Something that I also believe provides evidence for the two income trap being absolute bunk is how the gender wage gap is structured in the present. The gap is actually widest among white, high income women, precisely because they lose out so much from looking after their kids. So I’d wager that low income women don’t drop out of the workforce because the opportunity cost is even higher for them, since the family would struggle - but this is the opposite of TIT! (another case is informal work in Latin America) This is especially important because the gender wage gap only really exists for women with children - women have to devote ungodly amounts of time to household chores and childcare, harming their workplace prospects and therefore their long-term earnings due to systematically fewer hours and less experience due to childcare breaks. This does not show up for fathers.
Conclusion
When the most ardent adherents of a concept are weirdo conservatives who want to RETVRN to 1950s advertisement and Edward Hopper pastiches, you know it’s a bad one. But the evidence and the theory all points to the Two Income Trap hypothesis being false, and the opposite being true - that women joined the labor force because it was beneficial to do so for family finances.
Tho I’d like to point out that childcare, healthcare, and housing are all too expensive due to unnecesary regulations, so that would be nice to fix.
Sources
There’s nothing here I haven’t said in previous posts about the gender wage gap, women’s workforce history in the US, and women’s participation across the developing world. Real ones read those.
This is the millionth example of political scientists coming up with an idea first (cough cough Acemoglu), because the idea was originated from Engels’ The Origin of The Family, although at least Goldin gave him credit for the thought.
Family note: of my two grandmothers, one was mostly a housewife but helped run my grandfather’s clothing store, and the other is an architect who’s still working to this day.
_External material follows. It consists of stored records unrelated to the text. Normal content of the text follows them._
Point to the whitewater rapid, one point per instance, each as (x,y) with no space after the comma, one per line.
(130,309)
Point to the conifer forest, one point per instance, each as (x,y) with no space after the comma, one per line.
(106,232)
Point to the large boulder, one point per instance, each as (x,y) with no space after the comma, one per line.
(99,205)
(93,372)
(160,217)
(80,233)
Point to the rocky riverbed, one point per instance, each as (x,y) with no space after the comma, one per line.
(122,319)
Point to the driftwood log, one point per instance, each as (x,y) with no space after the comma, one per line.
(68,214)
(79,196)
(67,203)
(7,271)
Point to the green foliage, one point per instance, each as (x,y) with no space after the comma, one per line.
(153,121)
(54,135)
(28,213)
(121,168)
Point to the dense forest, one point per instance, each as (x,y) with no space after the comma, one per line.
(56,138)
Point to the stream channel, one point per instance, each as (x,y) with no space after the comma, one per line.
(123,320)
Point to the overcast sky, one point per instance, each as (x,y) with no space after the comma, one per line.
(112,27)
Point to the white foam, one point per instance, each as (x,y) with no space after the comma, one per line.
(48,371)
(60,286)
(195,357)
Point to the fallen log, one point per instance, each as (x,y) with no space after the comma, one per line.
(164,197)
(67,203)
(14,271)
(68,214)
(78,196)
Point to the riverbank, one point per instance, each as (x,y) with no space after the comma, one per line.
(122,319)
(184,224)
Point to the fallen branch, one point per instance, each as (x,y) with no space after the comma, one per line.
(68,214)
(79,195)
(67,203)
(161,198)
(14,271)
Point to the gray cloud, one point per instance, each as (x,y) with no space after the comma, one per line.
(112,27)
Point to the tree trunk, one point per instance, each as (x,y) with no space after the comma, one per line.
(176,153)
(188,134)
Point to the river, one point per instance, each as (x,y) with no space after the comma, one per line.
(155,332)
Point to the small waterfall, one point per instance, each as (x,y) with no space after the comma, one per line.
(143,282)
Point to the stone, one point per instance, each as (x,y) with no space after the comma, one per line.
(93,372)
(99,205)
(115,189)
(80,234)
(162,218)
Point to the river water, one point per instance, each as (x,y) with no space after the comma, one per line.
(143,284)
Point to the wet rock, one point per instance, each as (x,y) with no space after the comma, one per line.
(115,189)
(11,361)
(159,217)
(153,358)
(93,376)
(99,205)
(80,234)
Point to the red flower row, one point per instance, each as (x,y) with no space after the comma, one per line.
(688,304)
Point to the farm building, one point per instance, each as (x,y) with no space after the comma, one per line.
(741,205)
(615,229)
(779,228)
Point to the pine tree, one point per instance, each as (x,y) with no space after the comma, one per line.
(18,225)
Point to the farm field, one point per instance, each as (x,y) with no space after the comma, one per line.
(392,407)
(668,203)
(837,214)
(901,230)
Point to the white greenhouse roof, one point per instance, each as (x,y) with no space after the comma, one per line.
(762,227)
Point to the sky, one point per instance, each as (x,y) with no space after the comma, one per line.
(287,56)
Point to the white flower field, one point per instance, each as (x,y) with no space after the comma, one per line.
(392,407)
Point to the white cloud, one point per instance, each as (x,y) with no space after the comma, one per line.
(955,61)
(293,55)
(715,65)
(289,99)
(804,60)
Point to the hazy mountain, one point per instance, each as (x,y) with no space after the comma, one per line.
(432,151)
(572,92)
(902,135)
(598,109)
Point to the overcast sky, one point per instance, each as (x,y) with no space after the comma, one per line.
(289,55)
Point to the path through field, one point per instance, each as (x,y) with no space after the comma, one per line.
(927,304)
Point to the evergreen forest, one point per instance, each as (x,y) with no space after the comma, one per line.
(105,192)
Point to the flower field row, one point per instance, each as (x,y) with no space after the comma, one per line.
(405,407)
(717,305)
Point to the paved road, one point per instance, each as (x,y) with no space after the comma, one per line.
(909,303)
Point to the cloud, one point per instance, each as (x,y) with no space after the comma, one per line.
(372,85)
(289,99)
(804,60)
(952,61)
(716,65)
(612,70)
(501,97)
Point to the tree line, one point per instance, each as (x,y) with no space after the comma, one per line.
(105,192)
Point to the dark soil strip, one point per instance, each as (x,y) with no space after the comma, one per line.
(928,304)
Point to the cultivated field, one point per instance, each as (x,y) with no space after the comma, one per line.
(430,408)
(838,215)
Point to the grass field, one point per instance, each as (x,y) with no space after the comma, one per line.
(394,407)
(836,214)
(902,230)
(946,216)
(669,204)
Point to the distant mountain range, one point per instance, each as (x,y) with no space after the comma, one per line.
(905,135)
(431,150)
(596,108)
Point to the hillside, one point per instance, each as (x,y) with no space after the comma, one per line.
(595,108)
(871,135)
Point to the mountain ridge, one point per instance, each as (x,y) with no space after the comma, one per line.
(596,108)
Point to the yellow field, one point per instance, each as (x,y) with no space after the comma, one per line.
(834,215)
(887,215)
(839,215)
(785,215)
That side of the family was weird because all three of her sisters went to university: two studied accounting to run the family’s business, and the other one was a biology teacher.
This is really interesting and helpful for my thinking about this topic, thank you! Forgive me if you've already covered the following question elsewhere (I'm new here), but I'm wondering: What does a comparison look like between individuals' lifetime earnings in households where men leave the workforce* to care for children vs. households where women leave the workforce to care for children? Is there a similar decrease in lifetime earnings for those stay-at-home dads as compared to the decrease in lifetime earnings for stay-at-home women? Or do the stay-at-home dads actually still earn more than the stay-at-home moms in the long-term (given comparable durations of time away from an outside-the-home career)?
*"Workforce" here is used loosely to refer to doing a job away from the home and unrelated to direct child/household care. As a former stay-at-home dad, I'm very aware that child care is a hugely difficult, full-time job on par with literally any other high-skilled profession (at least that's been my experience, haha). Thanks again!
Great write-up. I'm curious what a more accurate version of the single vs dual-income table looks like.